Similar to different device types, some Google updates only impact one of text ads and PLAs. For example, the addition of a third text ad above the organic links on mobile devices mentioned earlier spurred on an acceleration of text ad growth relative to PLA growth in Q3 2015.
Apart from significant differences in growth opportunity over the past couple of years, PLA and text ad optimizations can also be very different beasts.
PLAs are generated using advertisers’ product feeds, which consist of information such as product title, color and price. Succeeding with PLAs requires that advertisers populate feeds with all of the information required by Google, as well as optimize fields such as item title and description to display relevance for search queries that each product might show for.
Text ads, on the other hand, are triggered based on keywords each advertiser chooses to bid on (or through Dynamic Search Ads, which rely on Google combing a website to determine relevant queries).
Thus, identifying issues that might be hindering performance can require very different approaches for text ads and PLAs, and each is best analyzed independent of the other.
Search partners perform differently than Google.com
Another key bit of segmentation that stands to help advertisers better understand paid search performance is breaking out search partner performance separately from google.com.
The Google search partner network is a group of sites that use Google to power their search results. Advertisers can choose to target their ads to these sites along with google.com or exclude them entirely using AdWords campaign settings.
For advertisers that opt into targeting search partner sites with their campaigns, it can be valuable to regularly check how search partners are performing relative to google.com. While it’s not currently possible to adjust bids for search partner traffic, understanding relative performance can help determine if a particular advertiser should continue targeting partner sites.
It’s also important to understand how search partners are performing because the sites that are included in the network frequently change, which can in turn impact overall performance evaluations.
For example, back in 2014, eBay switched its mobile ads from Google-powered to Bing Ads-powered. This resulted in a significant jump in mobile traffic share for Bing Ads, from 25 percent in Q1 to 36 percent in Q3 of that year, while over the same time Google mobile traffic share remained relatively stagnant.
If eBay had remained with Google throughout the course of 2014, Google’s share likely would have increased while Bing Ads would not have seen the gains we observed.
The only way to fully understand why mobile traffic share shot up on Bing Ads and stagnated on Google was to look at performance segmented by search partner vs. google.com. Further, there have been many updates since which also impacted search partner performance, and which require segmentation to grasp.
Great analysis requires great segmentation
The best analysis doesn’t require genius — it just requires thoroughness.
Part of that thoroughness is ensuring that the data you’re looking at is segmented enough to show meaningful trends for the segment you’re looking at.
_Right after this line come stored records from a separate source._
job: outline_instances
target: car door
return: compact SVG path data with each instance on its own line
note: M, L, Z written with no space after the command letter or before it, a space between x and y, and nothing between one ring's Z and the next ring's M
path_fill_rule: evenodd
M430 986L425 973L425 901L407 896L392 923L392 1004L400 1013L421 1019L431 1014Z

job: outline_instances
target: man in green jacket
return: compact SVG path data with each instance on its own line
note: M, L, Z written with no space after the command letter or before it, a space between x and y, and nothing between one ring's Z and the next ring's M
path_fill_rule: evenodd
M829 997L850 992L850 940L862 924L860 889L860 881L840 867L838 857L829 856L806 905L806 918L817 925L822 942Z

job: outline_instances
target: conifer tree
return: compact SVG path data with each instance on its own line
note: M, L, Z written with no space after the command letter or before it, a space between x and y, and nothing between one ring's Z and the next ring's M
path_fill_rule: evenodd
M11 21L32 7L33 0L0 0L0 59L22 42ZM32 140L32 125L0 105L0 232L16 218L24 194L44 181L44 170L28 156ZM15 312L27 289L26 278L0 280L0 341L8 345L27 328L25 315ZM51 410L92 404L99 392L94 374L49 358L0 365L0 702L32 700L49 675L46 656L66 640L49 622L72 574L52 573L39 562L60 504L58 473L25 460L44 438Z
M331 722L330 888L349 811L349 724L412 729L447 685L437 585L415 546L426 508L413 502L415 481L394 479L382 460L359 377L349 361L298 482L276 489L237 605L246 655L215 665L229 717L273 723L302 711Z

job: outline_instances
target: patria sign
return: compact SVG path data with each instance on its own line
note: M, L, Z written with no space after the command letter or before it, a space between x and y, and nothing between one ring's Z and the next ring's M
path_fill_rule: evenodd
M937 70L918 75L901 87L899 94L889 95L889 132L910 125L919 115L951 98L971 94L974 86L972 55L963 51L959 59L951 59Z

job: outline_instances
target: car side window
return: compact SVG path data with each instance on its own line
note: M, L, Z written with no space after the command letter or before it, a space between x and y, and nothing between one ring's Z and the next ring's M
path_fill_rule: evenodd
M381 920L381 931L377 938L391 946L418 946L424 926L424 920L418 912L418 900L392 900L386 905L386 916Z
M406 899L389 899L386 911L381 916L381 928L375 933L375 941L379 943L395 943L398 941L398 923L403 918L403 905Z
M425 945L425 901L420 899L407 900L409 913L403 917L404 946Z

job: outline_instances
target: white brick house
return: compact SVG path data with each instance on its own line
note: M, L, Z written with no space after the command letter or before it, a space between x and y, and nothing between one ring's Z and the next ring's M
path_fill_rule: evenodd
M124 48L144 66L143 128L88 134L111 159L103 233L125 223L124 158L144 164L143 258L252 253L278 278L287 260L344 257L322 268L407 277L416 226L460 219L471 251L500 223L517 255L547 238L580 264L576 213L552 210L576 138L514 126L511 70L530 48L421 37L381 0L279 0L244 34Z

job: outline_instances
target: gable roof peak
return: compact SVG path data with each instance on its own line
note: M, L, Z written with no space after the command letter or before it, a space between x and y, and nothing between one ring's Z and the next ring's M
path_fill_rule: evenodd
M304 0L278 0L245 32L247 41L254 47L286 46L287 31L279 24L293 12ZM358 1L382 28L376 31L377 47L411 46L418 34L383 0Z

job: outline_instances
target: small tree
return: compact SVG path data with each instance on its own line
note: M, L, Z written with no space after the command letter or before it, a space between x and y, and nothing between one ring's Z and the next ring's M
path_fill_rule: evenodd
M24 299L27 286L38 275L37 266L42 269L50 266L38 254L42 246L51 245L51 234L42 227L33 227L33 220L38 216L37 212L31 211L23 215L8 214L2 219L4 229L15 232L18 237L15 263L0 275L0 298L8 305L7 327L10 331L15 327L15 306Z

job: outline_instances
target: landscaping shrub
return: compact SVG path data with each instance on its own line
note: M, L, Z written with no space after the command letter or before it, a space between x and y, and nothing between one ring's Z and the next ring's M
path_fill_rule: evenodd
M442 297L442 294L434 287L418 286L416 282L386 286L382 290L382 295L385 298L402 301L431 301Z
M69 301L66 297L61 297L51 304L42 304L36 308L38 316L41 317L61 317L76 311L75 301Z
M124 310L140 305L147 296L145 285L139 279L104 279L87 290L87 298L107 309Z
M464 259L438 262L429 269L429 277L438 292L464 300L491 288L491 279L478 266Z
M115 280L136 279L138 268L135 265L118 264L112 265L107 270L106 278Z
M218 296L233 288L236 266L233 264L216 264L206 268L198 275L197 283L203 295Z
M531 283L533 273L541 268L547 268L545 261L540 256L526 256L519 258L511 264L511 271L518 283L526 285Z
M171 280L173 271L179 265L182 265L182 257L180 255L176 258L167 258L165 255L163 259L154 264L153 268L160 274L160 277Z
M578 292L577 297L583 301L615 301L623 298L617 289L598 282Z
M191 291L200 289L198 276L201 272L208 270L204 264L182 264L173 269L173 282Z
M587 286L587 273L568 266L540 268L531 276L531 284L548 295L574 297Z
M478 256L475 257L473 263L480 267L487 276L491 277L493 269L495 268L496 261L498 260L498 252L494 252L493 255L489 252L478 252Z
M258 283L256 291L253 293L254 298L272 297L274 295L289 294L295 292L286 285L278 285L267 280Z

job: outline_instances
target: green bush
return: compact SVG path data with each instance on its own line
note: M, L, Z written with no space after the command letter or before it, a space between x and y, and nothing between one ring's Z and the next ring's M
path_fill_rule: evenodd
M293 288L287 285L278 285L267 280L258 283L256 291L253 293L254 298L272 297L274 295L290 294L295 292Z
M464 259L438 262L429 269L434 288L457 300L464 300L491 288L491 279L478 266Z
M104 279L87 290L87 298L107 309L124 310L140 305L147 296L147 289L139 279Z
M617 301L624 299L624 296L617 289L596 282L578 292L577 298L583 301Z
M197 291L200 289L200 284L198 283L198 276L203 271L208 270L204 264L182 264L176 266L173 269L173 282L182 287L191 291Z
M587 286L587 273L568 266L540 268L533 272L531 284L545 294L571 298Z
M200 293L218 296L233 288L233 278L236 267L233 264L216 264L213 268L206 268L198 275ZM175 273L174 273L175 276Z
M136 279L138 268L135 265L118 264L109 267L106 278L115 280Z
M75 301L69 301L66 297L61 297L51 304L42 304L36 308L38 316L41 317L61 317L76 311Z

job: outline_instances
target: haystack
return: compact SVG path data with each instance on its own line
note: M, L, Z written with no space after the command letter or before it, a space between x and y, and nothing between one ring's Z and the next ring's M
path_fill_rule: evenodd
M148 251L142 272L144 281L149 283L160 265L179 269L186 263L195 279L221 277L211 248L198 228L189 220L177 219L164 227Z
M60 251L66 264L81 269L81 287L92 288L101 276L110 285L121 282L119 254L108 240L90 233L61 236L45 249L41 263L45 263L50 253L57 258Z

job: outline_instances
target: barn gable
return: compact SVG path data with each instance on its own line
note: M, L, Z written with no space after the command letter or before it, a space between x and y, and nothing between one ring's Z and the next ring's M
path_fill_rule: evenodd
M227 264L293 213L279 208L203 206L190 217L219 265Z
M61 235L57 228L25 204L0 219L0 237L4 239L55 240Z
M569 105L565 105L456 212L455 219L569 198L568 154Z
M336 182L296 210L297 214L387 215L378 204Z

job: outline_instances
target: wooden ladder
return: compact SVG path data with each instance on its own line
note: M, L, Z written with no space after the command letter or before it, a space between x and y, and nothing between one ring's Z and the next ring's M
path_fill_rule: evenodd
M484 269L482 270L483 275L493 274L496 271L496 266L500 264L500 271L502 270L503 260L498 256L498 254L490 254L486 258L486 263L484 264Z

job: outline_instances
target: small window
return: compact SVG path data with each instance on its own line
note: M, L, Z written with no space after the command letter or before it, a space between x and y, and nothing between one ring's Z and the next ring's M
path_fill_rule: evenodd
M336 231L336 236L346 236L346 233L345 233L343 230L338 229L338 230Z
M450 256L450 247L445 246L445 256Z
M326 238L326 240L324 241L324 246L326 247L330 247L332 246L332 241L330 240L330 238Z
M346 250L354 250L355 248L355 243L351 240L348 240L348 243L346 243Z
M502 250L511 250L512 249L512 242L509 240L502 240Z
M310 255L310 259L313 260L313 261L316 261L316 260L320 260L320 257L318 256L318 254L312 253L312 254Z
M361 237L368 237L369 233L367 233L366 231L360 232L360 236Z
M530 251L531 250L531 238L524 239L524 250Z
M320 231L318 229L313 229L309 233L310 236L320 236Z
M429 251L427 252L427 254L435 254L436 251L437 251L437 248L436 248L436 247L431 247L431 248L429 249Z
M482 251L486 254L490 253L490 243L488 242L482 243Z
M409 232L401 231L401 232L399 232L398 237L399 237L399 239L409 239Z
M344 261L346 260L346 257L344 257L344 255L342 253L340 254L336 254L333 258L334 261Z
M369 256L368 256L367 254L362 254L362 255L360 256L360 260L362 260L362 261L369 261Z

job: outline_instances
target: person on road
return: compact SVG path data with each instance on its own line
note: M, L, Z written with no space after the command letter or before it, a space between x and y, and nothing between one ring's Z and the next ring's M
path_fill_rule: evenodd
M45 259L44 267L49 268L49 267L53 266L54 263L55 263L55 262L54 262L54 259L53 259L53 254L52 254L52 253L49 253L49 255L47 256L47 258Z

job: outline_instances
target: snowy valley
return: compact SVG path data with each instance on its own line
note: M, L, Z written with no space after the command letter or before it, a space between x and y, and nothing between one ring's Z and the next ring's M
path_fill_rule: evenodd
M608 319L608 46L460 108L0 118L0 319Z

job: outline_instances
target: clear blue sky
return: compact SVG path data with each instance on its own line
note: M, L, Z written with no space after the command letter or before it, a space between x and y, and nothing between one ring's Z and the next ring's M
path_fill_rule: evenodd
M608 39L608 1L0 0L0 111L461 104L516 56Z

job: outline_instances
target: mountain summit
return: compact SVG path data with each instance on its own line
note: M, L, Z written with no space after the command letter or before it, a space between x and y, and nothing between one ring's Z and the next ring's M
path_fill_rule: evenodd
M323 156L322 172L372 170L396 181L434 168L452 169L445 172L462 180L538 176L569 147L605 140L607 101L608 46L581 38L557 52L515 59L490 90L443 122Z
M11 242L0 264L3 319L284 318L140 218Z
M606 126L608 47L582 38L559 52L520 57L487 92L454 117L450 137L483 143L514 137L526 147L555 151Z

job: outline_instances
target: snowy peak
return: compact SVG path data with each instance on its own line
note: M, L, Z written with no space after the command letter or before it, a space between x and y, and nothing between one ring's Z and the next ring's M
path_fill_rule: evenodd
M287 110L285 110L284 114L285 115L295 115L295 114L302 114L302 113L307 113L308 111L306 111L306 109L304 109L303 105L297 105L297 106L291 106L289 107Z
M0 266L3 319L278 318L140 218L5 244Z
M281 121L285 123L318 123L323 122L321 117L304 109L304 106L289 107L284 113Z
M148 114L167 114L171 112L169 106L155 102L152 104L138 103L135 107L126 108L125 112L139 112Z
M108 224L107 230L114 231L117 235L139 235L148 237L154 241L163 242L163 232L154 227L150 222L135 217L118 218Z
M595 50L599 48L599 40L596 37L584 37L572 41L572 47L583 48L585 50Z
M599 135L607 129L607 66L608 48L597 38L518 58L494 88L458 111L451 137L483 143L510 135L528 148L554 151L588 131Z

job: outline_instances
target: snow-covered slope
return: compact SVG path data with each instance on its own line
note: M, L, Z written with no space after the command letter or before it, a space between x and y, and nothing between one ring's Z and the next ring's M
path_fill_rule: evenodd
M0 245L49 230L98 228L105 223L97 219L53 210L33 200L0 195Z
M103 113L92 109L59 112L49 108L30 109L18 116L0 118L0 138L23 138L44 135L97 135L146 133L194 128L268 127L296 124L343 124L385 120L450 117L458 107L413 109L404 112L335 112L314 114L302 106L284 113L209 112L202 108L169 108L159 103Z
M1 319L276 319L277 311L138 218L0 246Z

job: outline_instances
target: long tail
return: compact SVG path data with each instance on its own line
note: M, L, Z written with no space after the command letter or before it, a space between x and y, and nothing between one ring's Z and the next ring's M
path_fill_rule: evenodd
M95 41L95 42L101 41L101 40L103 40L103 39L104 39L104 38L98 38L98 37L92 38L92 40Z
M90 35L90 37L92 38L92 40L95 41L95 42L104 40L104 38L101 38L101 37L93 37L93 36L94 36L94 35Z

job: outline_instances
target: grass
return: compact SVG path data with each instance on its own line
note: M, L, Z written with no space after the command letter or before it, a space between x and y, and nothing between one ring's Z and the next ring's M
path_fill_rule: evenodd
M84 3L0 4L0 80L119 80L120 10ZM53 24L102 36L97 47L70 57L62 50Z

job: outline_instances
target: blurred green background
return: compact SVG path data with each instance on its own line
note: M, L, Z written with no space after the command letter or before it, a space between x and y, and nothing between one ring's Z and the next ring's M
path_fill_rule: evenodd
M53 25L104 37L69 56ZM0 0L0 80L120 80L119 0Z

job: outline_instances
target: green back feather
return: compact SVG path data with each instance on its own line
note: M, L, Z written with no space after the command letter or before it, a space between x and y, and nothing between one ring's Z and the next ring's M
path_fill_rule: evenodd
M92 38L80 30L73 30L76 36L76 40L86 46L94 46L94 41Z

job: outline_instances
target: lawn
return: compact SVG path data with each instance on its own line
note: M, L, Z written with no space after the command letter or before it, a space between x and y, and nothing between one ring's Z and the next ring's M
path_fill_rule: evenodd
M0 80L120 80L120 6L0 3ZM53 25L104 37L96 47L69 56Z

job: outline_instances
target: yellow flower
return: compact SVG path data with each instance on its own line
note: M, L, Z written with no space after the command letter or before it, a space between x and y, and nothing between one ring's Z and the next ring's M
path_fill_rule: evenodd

If it’s not, you might be getting deceived by the numbers you’re seeing and come to incorrect conclusions.
Device, ad format and search partners certainly aren’t the only segments advertisers should be taking into consideration, but they are meaningful for the vast majority of paid search analyses today.
For example, all three should be taken into consideration in analyzing the difference in performance of Google’s new Expanded Text Ads compared to traditional text ads.
The paid search landscape has steadily gotten more complex, and it’s up to analysts to dissect that complexity into simple segments that can be studied for trends and potential optimizations.